Patients: 102 patients aged 1 to 72 years (90% adults; 61% men) with severe and complicated malaria. Patients received 4 weight-based doses of intravenous artesunate (2.4 mg/kg) under a treatment protocol implemented by the Centers for Disease Control and Prevention between January 2007 and December 2010. At baseline, 35% had evidence of cerebral malaria, and 17% had severe hepatic impairment. Eligibility required the presence of microscopically confirmed malaria, need for intravenous treatment, and an impediment to quinidine.
Measurements: Clinical and laboratory data from each patient's hospital records were abstracted retrospectively, including information from baseline through a maximum 7-day follow-up, and presented before a physician committee to evaluate safety and clinical benefit outcomes.

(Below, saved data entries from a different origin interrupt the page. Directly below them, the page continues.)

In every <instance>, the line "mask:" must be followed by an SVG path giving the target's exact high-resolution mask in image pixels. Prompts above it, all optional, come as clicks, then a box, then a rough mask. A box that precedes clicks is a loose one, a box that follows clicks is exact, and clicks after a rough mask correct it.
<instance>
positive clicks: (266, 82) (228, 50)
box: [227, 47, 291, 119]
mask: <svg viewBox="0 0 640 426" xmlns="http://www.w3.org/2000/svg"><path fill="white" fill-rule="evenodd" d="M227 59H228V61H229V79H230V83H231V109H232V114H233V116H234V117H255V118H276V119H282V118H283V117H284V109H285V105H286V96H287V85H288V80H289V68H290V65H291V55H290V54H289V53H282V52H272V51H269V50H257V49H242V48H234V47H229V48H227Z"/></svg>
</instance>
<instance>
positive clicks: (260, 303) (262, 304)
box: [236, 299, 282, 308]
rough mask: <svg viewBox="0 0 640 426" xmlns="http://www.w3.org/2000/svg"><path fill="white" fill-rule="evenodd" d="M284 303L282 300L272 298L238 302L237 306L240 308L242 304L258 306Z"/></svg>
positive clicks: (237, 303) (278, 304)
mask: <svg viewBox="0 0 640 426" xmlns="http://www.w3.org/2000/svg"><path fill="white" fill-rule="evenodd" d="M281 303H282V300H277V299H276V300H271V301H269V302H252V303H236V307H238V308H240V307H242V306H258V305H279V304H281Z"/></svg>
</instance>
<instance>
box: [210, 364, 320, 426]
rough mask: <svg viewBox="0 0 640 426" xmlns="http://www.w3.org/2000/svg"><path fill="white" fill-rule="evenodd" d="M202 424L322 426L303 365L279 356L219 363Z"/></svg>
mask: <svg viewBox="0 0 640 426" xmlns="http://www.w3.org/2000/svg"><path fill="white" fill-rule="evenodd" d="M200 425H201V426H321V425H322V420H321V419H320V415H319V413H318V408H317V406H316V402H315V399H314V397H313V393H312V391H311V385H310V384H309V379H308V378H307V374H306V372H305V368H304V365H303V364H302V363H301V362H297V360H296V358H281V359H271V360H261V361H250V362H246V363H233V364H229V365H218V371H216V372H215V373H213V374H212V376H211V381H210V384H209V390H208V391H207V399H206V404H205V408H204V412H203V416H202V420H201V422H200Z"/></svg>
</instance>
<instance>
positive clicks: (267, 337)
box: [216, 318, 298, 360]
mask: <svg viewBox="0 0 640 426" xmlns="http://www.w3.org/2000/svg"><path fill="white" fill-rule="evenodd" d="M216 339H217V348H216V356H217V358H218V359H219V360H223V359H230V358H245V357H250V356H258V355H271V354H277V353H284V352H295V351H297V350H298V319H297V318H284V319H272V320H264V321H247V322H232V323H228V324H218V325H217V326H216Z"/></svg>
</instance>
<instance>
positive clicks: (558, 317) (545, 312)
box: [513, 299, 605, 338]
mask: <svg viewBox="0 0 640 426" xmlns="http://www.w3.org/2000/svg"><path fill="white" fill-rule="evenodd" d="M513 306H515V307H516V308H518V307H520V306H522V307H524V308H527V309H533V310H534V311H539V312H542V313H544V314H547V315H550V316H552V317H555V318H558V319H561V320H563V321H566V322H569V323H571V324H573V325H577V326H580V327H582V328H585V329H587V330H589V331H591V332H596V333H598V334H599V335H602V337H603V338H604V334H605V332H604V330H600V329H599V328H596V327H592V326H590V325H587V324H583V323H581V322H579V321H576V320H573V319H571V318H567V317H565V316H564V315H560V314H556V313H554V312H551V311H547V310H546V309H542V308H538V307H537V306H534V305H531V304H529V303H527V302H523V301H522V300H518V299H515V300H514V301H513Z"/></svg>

Results: 7 patients died (mortality rate, 6.9%). The most frequent adverse events were anemia (65%) and elevated hepatic enzyme levels (49%). All deaths and most adverse events were attributed to the severity of malaria. Patients' symptoms generally improved or resolved within 3 days, and the median time to discharge from the intensive care unit was 4 days, even for patients with severe liver disease or cerebral malaria. More than 100 concomitant medications were used, with no documented drug–drug interactions.
Limitation: Potential late-presenting safety issues might occur outside the 7-day follow-up.
Conclusion: Artesunate was a safe and clinically beneficial alternative to quinidine.
Primary Funding Source: Office of the Surgeon General, Department of the U.S. Army.